8 Week 8: Scatterplots with trend lines
8.1 Goal
You’ll learn to highlight the trend in the relationship between two variables using scatterplot smoothers.
8.2 Drawing scatterplot smoothers
ggplot(dat = per_part,
aes(x = English.Total,
y = number_correct)) +
geom_point(shape = 1) +
geom_smooth() + # add smoother
xlab("Result English test") +
ylab("Numer of correct translations") +
facet_grid(cols = vars(Mode))
## `geom_smooth()` using method = 'loess' and formula
## = 'y ~ x'
## Warning: Removed 6 rows containing non-finite outside the
## scale range (`stat_smooth()`).
## Warning: Removed 6 rows containing missing values or values
## outside the scale range (`geom_point()`).
The blue line is the smoother;
the grey ribbon around it is known as a (95%) confidence band
and communicates our uncertainty about the precise location
of the smoother (due to lack of data and variability in the data).

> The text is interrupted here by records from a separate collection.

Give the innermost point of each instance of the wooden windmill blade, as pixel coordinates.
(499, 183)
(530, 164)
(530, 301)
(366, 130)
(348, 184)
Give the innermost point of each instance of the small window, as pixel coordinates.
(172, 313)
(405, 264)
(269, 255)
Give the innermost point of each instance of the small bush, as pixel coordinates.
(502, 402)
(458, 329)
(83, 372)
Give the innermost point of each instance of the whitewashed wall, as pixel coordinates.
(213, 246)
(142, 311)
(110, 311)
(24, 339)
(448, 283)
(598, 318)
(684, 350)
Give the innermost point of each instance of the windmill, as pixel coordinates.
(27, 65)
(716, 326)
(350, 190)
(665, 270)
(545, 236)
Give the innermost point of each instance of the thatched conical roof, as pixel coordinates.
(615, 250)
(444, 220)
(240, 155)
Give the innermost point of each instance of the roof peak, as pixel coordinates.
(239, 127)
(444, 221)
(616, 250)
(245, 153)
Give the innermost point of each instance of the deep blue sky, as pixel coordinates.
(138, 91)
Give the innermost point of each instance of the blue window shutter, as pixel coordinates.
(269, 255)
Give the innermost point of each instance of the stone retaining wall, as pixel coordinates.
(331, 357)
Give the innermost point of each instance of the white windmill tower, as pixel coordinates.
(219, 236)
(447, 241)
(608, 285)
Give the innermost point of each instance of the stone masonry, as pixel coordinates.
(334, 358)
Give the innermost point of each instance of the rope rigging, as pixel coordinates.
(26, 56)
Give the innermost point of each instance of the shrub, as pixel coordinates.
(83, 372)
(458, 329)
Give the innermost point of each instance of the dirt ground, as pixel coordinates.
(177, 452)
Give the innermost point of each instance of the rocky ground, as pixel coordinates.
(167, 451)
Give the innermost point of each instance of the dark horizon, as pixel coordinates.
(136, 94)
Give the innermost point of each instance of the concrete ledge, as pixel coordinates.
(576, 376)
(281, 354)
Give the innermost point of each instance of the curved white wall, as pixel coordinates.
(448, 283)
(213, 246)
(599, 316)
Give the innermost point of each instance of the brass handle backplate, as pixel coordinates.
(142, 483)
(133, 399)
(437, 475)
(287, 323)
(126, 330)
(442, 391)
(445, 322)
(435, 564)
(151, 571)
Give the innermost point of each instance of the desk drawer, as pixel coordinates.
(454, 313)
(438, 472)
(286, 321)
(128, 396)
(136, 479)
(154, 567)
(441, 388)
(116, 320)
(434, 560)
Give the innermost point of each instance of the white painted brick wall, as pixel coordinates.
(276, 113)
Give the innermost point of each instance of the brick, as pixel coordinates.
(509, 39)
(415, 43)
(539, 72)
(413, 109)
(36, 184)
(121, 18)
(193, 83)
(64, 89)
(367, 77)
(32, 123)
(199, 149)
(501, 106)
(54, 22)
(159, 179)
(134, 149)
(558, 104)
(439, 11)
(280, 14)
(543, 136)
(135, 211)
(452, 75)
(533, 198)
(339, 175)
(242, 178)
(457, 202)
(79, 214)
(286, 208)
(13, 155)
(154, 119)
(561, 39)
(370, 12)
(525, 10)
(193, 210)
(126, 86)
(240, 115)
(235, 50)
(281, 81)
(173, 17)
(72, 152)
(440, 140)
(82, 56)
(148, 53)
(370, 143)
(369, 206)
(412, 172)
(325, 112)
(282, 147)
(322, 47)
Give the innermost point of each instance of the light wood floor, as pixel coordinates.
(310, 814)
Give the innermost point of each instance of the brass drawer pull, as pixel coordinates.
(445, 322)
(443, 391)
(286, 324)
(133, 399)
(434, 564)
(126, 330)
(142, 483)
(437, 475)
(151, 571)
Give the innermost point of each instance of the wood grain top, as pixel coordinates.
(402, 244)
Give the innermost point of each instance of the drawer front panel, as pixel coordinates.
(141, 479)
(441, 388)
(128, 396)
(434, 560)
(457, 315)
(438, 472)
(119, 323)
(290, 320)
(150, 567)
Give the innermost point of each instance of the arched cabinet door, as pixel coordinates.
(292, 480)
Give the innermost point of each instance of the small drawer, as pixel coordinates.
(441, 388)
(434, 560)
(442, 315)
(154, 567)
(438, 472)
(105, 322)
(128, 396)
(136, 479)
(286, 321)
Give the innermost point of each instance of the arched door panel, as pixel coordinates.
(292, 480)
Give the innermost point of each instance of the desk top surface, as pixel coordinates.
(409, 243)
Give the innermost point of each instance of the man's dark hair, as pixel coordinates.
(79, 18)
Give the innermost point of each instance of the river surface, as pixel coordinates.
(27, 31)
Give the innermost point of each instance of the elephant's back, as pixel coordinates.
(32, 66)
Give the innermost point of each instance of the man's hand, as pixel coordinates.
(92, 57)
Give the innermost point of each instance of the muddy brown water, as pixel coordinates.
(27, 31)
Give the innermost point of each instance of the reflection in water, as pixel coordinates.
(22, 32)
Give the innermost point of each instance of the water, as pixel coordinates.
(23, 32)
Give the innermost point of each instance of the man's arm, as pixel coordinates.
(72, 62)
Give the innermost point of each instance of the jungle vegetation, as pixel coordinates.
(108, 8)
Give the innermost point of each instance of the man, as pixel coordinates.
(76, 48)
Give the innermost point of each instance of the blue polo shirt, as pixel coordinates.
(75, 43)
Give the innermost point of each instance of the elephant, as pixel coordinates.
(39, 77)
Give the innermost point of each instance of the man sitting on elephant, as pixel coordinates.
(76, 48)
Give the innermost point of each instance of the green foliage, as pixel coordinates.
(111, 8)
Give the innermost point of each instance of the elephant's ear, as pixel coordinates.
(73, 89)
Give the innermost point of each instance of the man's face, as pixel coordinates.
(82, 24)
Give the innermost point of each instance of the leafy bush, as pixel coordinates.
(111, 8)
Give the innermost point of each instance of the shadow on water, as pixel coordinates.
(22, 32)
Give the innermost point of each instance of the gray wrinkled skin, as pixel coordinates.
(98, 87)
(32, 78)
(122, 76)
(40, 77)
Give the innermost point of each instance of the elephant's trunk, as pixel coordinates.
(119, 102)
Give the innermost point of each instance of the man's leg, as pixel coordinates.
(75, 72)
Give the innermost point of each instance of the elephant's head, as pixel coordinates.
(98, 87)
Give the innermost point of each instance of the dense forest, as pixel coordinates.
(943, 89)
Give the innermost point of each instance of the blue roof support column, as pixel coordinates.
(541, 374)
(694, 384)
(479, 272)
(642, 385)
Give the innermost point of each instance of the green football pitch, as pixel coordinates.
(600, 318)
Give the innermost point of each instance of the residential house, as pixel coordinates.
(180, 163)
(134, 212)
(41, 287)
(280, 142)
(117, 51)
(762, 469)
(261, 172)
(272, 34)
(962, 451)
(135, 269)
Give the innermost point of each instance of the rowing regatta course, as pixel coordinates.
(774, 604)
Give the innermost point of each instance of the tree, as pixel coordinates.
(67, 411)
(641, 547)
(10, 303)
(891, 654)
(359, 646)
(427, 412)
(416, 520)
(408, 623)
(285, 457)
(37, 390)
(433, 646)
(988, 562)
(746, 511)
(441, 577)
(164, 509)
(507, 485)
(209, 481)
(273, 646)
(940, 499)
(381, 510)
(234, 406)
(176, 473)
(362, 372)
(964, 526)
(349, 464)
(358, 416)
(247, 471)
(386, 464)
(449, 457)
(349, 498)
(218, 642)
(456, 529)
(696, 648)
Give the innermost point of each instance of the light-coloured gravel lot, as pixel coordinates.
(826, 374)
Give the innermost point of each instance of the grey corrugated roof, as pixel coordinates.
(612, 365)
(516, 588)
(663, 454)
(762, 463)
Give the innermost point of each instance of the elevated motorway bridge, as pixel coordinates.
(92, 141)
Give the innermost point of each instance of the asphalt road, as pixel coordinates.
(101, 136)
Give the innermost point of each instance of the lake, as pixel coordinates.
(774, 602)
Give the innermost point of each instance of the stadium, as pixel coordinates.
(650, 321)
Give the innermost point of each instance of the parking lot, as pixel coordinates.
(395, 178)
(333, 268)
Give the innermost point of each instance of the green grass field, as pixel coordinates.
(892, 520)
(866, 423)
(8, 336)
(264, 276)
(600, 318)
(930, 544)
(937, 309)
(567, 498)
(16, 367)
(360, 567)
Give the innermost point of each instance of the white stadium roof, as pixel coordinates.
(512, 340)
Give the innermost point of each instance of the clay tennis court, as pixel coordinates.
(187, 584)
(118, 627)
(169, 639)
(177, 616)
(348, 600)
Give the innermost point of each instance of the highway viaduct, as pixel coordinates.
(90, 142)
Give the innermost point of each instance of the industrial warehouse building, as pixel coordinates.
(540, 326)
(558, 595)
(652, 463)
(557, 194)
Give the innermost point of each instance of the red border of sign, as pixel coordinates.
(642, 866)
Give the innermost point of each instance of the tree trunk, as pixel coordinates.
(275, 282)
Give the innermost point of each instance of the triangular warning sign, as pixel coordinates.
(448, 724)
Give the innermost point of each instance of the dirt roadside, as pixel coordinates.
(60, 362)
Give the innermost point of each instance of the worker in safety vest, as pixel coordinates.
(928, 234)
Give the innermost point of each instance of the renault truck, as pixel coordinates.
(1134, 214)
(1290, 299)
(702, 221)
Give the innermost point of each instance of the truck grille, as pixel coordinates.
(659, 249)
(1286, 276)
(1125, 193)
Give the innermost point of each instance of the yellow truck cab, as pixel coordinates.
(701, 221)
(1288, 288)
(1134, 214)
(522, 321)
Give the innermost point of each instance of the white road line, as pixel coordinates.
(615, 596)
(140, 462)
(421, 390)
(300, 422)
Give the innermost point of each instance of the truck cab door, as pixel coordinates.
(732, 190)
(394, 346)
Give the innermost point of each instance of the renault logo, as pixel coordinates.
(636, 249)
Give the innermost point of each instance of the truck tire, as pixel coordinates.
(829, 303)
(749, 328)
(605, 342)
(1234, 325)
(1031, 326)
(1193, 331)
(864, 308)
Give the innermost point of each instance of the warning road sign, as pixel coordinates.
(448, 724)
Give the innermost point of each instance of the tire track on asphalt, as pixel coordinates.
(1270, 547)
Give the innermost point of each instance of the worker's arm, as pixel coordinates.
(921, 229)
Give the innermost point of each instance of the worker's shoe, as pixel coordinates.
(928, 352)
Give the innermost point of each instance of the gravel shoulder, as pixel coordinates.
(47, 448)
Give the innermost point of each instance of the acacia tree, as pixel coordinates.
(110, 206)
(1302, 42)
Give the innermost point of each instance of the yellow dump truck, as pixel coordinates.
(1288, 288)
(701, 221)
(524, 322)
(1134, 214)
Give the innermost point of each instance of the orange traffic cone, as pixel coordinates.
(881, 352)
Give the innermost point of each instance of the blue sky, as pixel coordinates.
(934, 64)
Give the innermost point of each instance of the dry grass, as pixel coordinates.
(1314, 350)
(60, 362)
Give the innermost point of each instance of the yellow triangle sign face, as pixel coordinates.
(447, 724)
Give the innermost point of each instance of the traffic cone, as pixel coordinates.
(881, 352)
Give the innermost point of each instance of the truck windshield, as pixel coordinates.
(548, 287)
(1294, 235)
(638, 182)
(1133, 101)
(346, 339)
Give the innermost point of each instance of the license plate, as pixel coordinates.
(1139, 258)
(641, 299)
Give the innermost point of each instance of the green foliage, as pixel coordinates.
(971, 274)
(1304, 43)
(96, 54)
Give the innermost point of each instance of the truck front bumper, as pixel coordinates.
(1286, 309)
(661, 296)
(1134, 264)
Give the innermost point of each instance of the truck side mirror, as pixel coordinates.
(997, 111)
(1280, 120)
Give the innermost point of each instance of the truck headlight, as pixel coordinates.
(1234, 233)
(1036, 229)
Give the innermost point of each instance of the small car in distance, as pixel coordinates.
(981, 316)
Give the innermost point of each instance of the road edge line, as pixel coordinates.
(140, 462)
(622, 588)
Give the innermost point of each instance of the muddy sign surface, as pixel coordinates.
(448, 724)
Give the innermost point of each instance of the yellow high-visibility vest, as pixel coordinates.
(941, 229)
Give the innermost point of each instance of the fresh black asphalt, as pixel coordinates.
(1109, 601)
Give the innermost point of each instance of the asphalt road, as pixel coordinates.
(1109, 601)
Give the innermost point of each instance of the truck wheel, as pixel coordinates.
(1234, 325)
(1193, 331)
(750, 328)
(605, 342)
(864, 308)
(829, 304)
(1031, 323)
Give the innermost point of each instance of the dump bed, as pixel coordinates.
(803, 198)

Of course, you can change the colour of the line to suit
your personal taste, and you can turn off the grey ribbon (se = FALSE
; se
is short for ‘standard error’, which is unfortunate – a standard error and a confidence band aren’t the same thing).
We’re going to turn off the confidence band because it’s bound to be misinterpreted
anyway.
ggplot(dat = per_part,
aes(x = English.Total,
y = number_correct)) +
geom_point(shape = 1) +
geom_smooth(se = FALSE, colour = "red") +
xlab("Result English test") +
ylab("Numer of correct translations") +
facet_grid(cols = vars(Mode))
## `geom_smooth()` using method = 'loess' and formula
## = 'y ~ x'
## Warning: Removed 6 rows containing non-finite outside the
## scale range (`stat_smooth()`).
## Warning: Removed 6 rows containing missing values or values
## outside the scale range (`geom_point()`).
8.3 So what’s a scatterplot smoother anyway?
Scatterplot smoothers were developed to discover relationships (including nonlinear ones) between two variables that aren’t necessarily immediately obvious if the data are shown in a scatterplot. The points on the smoother are a kind of mean value of the \(Y\) variable for the respective \(X\) value. In the left panel, for instance, the average number of correct translations in the auditory mode for someone with an English test score of 30 is roughly 17–18, whereas the average number of correct translations for written words for participants with a score of 40 on the English test is about 25.
We needn’t amuse ourselves with the maths behind these smoothers, but the following points are important:
The trend line is nearly always a bit wiggly (to use the actual technical term). This is the case even when the relationship itself is as good as linear.
The uncertainty about the smoother is larger at the extremes (high and low \(x\) values). The confidence band is correspondingly wider at these places. But again, we’re not going to plot the confidence bands in order not to confuse ourselves or our readership.
The default settings for
geom_smooth()
tend to work fairly well, but sometimes it’s necessary to fiddle with them so that the smoother captures the trend in the data better. See next section.
8.4 Examples of nonlinear relationships
This section serves to show you what true nonlinear relationships
can look like and how you sometimes need to fiddle with geom_smooth()
’s settings.
In the first example, the red line was drawn with the default settings. This line doesn’t capture an important feature of the relationship (the data points go up and down). The blue line captures this trend much better. It was drawn using the command geom_smooth(span = 0.1)
. The span
parameter determines how wiggly the curve may be (the smaller span
, the wigglier the curve). By default, span is set to 0.75. Finding a decent span value is matter of trial and error.
In the second example, the red line was drawn
using geom_smooth(span = 0.1)
.
This line is much too wiggly, and it essentially
models random deviations from the general trend.
The blue line, drawn with the default setting (span = 0.75
),
captures the general trend much more sensibly.
The green line, by contrast, isn’t wiggly enough (span = 3
).
Summing up: Generally, the default settings work reasonably well. But when you notice that visually salient patterns
in the scatterplot aren’t captured by the trend line,
you need to fiddle a bit with the span
parameter.
More generally, data analysis and statistics aren’t a matter of blindly applying formulae and recipes.
8.5 Exercise
Draw a scatterplot that shows the relationship between the participants’ age and their performance on the cognate translation task. How would you describe this relationship?
Now add a smoother (default settings) to this scatterplot. Does it capture the trend that you identified in the scatterplot?
Now fiddle with the span
parameter (0.1, 0.2, 0.3 etc.)
Hand in the graph you think works best as well as the compiled HTML report.